Should he keep up his fascination, then "brother Slavoj" he actually might one day become.

Monday, November 14, 2005

original deconstruction 2

...the sequel.

Herbert Butterfield sums up a lifetime of historical reflection as a Christian in his precise and powerful book Christianity and History. Despite recent reflections (which are also worthwhile), the meditations of H.B. have, I think, yet to be surpassed.

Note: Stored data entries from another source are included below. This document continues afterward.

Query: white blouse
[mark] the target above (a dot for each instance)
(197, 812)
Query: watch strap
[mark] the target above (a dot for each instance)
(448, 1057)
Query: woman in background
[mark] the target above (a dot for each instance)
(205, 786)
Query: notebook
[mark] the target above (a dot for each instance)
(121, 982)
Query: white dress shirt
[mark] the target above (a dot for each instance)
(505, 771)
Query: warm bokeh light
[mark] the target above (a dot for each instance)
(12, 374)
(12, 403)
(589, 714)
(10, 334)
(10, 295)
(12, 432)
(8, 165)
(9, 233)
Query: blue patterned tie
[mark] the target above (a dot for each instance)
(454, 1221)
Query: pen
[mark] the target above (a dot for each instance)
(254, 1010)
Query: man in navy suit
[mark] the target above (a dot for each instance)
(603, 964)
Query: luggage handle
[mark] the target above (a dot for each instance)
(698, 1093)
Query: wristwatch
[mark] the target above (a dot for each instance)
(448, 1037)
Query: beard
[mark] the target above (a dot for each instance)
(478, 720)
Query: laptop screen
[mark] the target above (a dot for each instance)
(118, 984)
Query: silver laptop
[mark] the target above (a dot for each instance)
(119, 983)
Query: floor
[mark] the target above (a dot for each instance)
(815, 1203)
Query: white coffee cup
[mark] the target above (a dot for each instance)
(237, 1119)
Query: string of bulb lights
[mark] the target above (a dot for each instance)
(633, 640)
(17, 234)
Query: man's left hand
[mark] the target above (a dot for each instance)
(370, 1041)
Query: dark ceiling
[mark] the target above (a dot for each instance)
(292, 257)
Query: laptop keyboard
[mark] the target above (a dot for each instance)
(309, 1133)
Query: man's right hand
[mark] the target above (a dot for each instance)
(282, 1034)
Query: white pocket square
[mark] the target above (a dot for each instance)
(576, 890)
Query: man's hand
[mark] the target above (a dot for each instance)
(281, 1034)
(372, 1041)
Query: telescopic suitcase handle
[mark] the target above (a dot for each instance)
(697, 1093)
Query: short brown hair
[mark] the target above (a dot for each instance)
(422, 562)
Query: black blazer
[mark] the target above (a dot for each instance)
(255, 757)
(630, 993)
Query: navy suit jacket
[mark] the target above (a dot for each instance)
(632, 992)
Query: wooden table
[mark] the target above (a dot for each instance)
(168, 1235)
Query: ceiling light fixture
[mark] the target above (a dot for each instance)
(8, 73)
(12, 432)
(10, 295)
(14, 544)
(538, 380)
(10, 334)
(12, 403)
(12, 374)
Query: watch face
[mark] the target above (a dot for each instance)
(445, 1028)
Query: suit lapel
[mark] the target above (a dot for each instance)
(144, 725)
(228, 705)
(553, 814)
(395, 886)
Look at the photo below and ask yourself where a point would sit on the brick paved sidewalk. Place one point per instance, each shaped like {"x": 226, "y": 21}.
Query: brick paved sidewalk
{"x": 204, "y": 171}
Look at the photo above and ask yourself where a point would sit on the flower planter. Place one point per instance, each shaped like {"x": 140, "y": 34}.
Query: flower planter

Butterfield describes the "gravitational pull" of what he terms "cupidity," (a.k.a. "falleness"). It is "an historical equivalent to the theological assertion that all men are sinners" (59). Because of this irrepressable tendency, divine judgement often requires no divine effort at all:
"Sometimes God has only to withhold his protection and let events take their course - 'I will hide my face from them, I will see what their end shall be' - and the penalty comes from His formidable non-intervention" (80).
But to get around to deconstruction:
"It seems that nothing could be more exact perhaps for any man that the statement that 'all men are sinners and I the chief of them.' or the the thesis, 'There but for the grace of God go I'... All this seems to be the final effect of the reading of history upon me. And if anybody answers me that of course there must have been great saints whom I slander in all my descriptions of human nature, I accept the correction, but still note the fact that these always seem to me to be the people who are most emphatically in agreement with me on the point that I am making"(64).
This is the classical Christian doctrine of original sin in action, and what else is it than a fundamental deconstruction of humanity from the start? Unpopular as it may be, far more absurd (and dangerous) is the alternative, which as G.K. Chesterton remarked, is "to believe in the Immaculate Conception of everybody."